Want to be entertained? Watch their shows. Want to be entertained and challenged? Change the channel. TV like that is out there to be had, but you won't find it on the low-numbered channels in prime-time.
Re:Low sci-fi appeal (Score:4, Interesting)
Are you nuts?
Take a look at any list of the top grossing movies of all time. Here's one from July 2002:
1: Titanic
2: Star Wars (*)
3: E.T (*)
4: Star Wars I: The Phantom menace (*)
5: Spider-Man
6: Jurassic Park (*)
7: Forrest Gump
8: Harry Potter I
9: Lord of the Rings I
10: The Lion King
Four of the top ten are sci-fi, and three more are fantasy or comics, sharing much of the same demographic. If you'd looked just a year ago, instead of the newer movies you'd see two more Star Wars movies, Terminator 2, and Independence Day.

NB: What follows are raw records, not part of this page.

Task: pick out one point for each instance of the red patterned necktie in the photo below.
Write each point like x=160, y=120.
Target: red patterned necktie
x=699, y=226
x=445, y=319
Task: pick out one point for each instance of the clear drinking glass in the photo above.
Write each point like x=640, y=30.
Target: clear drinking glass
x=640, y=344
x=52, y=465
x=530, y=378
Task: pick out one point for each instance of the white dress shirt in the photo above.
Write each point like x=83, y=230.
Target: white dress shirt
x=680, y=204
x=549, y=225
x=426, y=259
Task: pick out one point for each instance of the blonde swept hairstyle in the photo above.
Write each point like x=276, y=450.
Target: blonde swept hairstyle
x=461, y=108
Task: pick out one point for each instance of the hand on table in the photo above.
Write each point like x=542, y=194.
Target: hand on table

I've seen survey results that over 2/3 of americans consider themselves fans of "Star Trek". This is a TV franchise that has been going on for what, 36 years now? On it's fifth show, with weekly viewerships still in the tens of millions? And which has spawned 10 movies? Can any other show anywhere make claims like that?
On the whole people LOVE visual Sci-fi. Fewer people read it, but in the film/video worlds it's a genre with a great deal of pull for most Americans.